Publicado 03/09/2025 21:08

O ex-presidente peruano Alejandro Toledo foi condenado a mais de 13 anos de prisão

Archivo - Arquivo - 21 de outubro de 2024, Lima, PERU: Lima, 21 de outubro de 2024...Leitura de sentença a Alejandro Toledo, em penal de Barbadillo en Ate, por caso Interoceánica Sur...Fotos Jesús Saucedo
Europa Press/Contacto/El Comercio - Arquivo

MADRID 4 set. (EUROPA PRESS) -

A justiça peruana condenou na quarta-feira o ex-presidente do Peru Alejandro Toledo (2001-2006) a treze anos e quatro meses de prisão por lavagem de dinheiro no caso "Ecoteva", no que foi a segunda sentença contra ele depois de ter sido condenado a 20 anos e seis meses de prisão em outubro de 2024 por acusações de corrupção no caso ligado à empresa brasileira Odebrecht.

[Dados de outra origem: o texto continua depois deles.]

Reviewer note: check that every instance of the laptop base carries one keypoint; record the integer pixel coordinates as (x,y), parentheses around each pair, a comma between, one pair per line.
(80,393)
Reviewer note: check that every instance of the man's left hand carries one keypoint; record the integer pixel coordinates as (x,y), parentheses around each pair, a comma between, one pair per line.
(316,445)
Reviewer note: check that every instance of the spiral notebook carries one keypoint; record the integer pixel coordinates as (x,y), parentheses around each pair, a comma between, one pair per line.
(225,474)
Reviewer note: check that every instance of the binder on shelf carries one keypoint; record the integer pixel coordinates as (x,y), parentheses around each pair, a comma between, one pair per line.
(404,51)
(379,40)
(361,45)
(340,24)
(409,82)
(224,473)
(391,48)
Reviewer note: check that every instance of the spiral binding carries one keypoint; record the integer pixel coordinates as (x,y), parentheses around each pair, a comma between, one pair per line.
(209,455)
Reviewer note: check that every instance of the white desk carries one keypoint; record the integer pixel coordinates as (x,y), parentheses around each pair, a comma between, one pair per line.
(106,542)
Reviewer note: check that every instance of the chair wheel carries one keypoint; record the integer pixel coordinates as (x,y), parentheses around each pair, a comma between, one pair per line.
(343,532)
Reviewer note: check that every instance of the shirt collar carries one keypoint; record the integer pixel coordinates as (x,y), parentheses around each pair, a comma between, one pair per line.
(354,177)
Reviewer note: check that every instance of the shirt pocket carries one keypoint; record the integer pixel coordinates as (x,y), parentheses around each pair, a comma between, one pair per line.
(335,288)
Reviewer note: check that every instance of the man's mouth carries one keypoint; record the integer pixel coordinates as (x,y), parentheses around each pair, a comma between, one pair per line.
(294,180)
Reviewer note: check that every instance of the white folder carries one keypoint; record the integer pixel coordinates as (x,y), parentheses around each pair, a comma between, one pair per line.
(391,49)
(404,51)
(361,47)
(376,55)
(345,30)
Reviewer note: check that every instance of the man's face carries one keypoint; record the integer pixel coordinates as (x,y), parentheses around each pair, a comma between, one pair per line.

"Consideramos legal, razoável e proporcional impor uma sentença de treze anos e quatro meses de prisão, que será executada a partir de 17 de outubro de 2024", disse o Nono Tribunal Penal de Lima, capital peruana, em sua decisão, embora a promotoria tenha solicitado 16 anos e oito meses de prisão para o ex-presidente.

O tribunal considerou "provado (que) usando sua alta posição (...) no Executivo, ele organizou com o representante da empresa Odebrecht, a concessão da IIRSA (rodovia) em troca de um pagamento econômico através de empresas incorporadas no exterior - colocação - para que posteriormente fossem transferidas - estratificação - e depois entrassem no sistema bancário financeiro com a aparência de legalidade - integração - para serem autorizadas nos pagamentos de aquisição e hipotecas dos bens condenados", de acordo com a sentença relatada pela estação de rádio RPP.

O ex-chefe de segurança de Toledo, Abraham Dan On, também foi condenado à mesma pena de prisão como coautor do crime de lavagem de dinheiro, uma sentença que, no entanto, não pode ser executada imediatamente, pois ele está sendo procurado e preso.

Por outro lado, o tribunal reservou o processo contra a esposa do ex-presidente peruano, Eliane Karp, enquanto aguarda sua extradição de Israel, embora tenha mantido o mandado internacional de busca e apreensão contra ela.

Também está envolvido no caso David Eskenazi, ex-advogado de Eva Fernenbug, sogra de Alejandro Toledo, que foi condenado a onze anos de prisão sob a mesma acusação que o ex-presidente e Dan On.

O ex-chefe de Estado também foi condenado a mais de 20 anos de prisão por ter favorecido a empresa brasileira Odebrecht na licitação das seções II e III da Rodovia Interoceânica, e a empresa Camargo Correa na seção IV, em troca de subornos ao empresário israelense Josef Maiman, amigo do ex-presidente.